А так как танков в его распоряжении не имелось, был предложен такой путь: переправиться через Волгу в Красную Слободу, проехать по левому берегу несколько километров на машинах и вновь пересечь Волгу у "Красного Октября". Сложновато... Однако пришлось на это согласиться.
С группой автоматчиков спускаемся к устью Царицы. Над ее долиной время от времени пролетают снаряды и мины, но нашу "штабную колонну" специально не обстреливают - вышли незаметно. Знало ли гитлеровское командование, где помещался в эти дни штаб 62-й армии? Гуров убежден - не знало: иначе обязательно попыталось бы нас захватить. Пожалуй, он прав.
Вспышка ракеты осветила пустой деревянный мост со старинными фонарными столбами. Уже с трудом верилось, что это по нему я проезжал месяц назад, только что прибыв в Сталинград. Тогда мост был еще составной частью людной, оживленной городской магистрали...
Чем ближе к Волге, тем светлее - что-то горит на берегу. А над самой Волгой вразброс возникают и гаснут вспышки разрывов. Противник не знает, закончены ли на сегодня перевозки, и держит вероятную трассу переправы под методическим огнем.
И вдруг, словно специально для нас, обстрел реки прекращается. Все без команды ускоряют шаг - надо пользоваться этой паузой, раз уж повезло!
Не помню, заказывался ли для нашей "команды" катер, считались ли гребные лодки сперва запасным вариантом на случай, если катер задержится. Так или иначе, нас ждали лишь длинные рыбацкие ладьи.
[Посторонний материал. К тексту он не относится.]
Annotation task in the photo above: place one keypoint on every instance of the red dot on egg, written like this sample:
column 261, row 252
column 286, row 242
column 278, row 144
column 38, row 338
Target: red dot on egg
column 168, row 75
В них сложили штабное имущество и личные вещи, расселись сами (Витков настоял при этом, чтобы командующий, член Военного совета и я сели в три разные лодки) и, не мешкая, оттолкнулись от берега. Бойцы охраны и адъютанты налегли на весла.
Потом, на стремнине, им принялись помогать все, и с течением, начавшим было сносить нас вниз, справились. Лодкам удавалось держаться в темноте. Только раз в нашу сторону протянулась трассирующая очередь - должно быть, из Дома специалистов. Правый берег, насколько хватало глаз, был охвачен заревом, весь во вспышках и отблесках огня. Лишь сам оказавшись посреди реки, я понял, каким грозным открывается Сталинград бойцам и командирам переправляющихся к нам частей.
Впереди надвигался большой остров Голодный, разделяющий реку на два широких рукава. Темень, так выручавшая нас, тут немного подвела: первая лодка, а за ней и вторая наткнулись на какие-то препятствия. Услышав сильный плеск и чертыханье, я уже забеспокоился за Чуйкова и Гурова. Но их лодки не перевернулись, только зачерпнули порядочно воды. Остров мы пересекли пешком, пока лодки налегке огибали его северный выступ. У бойцов, занимавших тут оборону, были наготове и другие.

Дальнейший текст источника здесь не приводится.